I honestly doubt whether what's bad about SOE is fixable. Corporate culture that's lasted since 1945 and is appropriate for the rest of Sony but wrong for SoE. How do you get rid of that? Possibly a really dynamic CEO with a really strong support from the board could turn them around.
We'll see. Hopefully the company can salvage itself because they have made some of the best MMOs ever and have a very enlightened attitude to niche games. There's a lot to admire at SOE.
From my short trial in SW:G I share your prediction that it will survive SWTOR. It's just not at all like current games. Player-driven, making our own stories, rather than having fully voice-acted extended dialogue from NPCs to tell us The Story.
ReplyDeleteFor all the talk that it's been WoWified, SWG still actually has an awful lot of sandbox elements. I don't think that SWToR is really going to be in very direct competition with it. They inhabit nearly opposite ends of the MMO spectrum in terms of mechanics.
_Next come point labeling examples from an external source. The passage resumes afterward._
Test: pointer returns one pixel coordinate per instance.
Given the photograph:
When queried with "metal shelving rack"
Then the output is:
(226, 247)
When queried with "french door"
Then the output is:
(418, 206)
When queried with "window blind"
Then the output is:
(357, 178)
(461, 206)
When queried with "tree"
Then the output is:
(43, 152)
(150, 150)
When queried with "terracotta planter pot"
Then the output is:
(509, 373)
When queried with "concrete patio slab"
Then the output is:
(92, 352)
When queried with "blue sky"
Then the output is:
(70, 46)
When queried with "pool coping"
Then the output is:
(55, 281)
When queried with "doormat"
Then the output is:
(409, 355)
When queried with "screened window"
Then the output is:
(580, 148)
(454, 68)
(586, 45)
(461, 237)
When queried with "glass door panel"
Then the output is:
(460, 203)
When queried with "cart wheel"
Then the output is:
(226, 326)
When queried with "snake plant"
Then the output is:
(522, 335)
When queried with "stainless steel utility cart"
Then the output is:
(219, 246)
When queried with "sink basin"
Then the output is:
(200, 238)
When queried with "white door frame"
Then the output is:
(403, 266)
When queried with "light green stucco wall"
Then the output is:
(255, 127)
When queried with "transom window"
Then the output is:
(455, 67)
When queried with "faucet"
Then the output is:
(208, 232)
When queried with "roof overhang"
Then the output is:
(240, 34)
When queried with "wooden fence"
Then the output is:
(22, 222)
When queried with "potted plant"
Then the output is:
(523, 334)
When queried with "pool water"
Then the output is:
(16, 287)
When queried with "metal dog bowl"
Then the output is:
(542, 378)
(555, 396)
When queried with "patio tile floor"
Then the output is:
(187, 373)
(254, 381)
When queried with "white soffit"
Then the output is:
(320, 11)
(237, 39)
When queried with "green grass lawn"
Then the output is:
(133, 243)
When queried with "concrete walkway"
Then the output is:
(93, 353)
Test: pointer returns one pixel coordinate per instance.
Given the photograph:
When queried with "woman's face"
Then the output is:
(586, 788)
ReplyDeleteEQ2X seems to be doing pretty well. Their item shop is my least favorite among the big three conversions (DDO, EQ II, and LoTRO), but it's actually better than the one that Champions Online went with imo. At least you can buy your way out of most of the major restrictions. And I don't think they get enough credit for Silver being such an amazing deal. If you go silver and never spend again, you've actually gotten an incredible value. All that said, $65 for the vampire race is batshit crazy. They are out of their damn minds on that price point (at least if the post you linked is accurate).
DCUO it's too soon to say. It's at least gotten a strong start out of the gate (but then so did AoC and WAR). I hope it does well because I want to play more MMOs from my couch. I certainly won't be playing it on the PC.
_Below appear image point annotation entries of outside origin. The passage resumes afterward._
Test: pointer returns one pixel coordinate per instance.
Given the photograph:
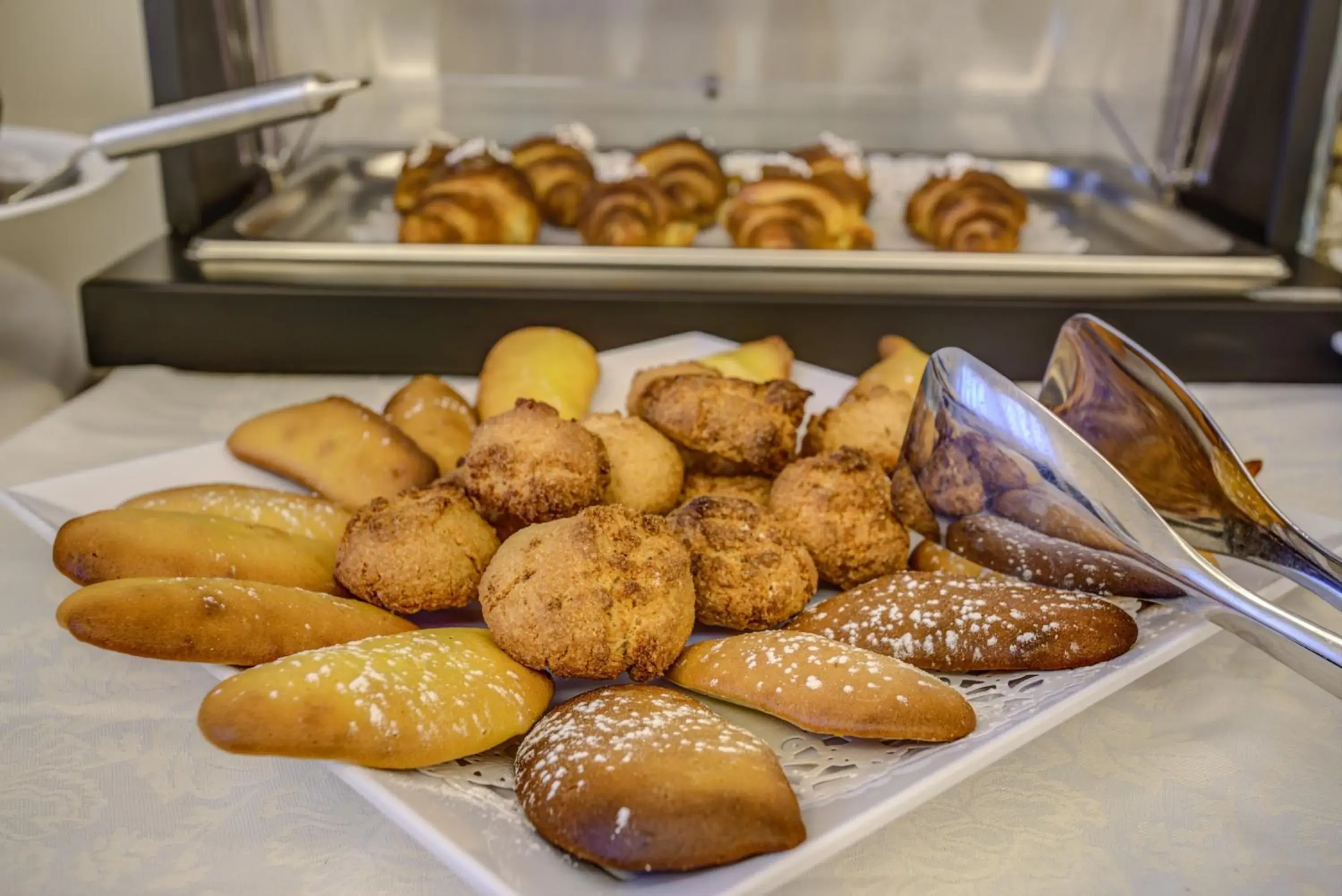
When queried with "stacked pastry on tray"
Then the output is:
(595, 545)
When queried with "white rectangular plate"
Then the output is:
(466, 815)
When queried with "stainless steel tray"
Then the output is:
(1136, 246)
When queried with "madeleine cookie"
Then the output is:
(435, 416)
(646, 469)
(749, 573)
(646, 778)
(952, 624)
(838, 505)
(336, 447)
(420, 550)
(288, 511)
(392, 702)
(826, 687)
(152, 544)
(592, 596)
(217, 620)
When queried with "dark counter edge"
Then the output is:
(153, 308)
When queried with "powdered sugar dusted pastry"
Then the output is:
(952, 624)
(646, 778)
(391, 702)
(827, 687)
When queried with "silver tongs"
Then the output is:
(1144, 420)
(1002, 481)
(273, 102)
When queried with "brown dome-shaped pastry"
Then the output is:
(690, 175)
(633, 212)
(975, 212)
(560, 176)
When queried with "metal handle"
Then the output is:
(227, 113)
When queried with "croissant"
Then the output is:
(633, 212)
(690, 175)
(792, 212)
(480, 200)
(975, 212)
(559, 175)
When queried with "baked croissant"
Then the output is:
(690, 175)
(975, 212)
(560, 176)
(791, 212)
(633, 212)
(480, 202)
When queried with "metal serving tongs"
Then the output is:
(1010, 486)
(229, 113)
(1138, 415)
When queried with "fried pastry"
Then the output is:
(646, 778)
(646, 469)
(952, 624)
(391, 702)
(752, 428)
(217, 620)
(592, 596)
(420, 550)
(543, 364)
(749, 573)
(838, 505)
(435, 416)
(288, 511)
(336, 447)
(826, 687)
(159, 544)
(528, 466)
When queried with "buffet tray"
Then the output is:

Planetside 2 i know next to nothing about. However, I think it will be hard for it to distinguish itself in a market where so many online shooters have incorporated character advancement mechanics and allow you to play for free.
Vanguard and Planetside both need to go FtP. Free Realms did not really appeal to me, I have yet to try Clone Wars.
Finally, I have been meaning to try Pirates of the Burning Sea since it went FtP. So far as I know it's really the only EVE style sandbox in the FtP market. I think it has the potential to carve out a nice niche, but I haven't been hearing a lot about it.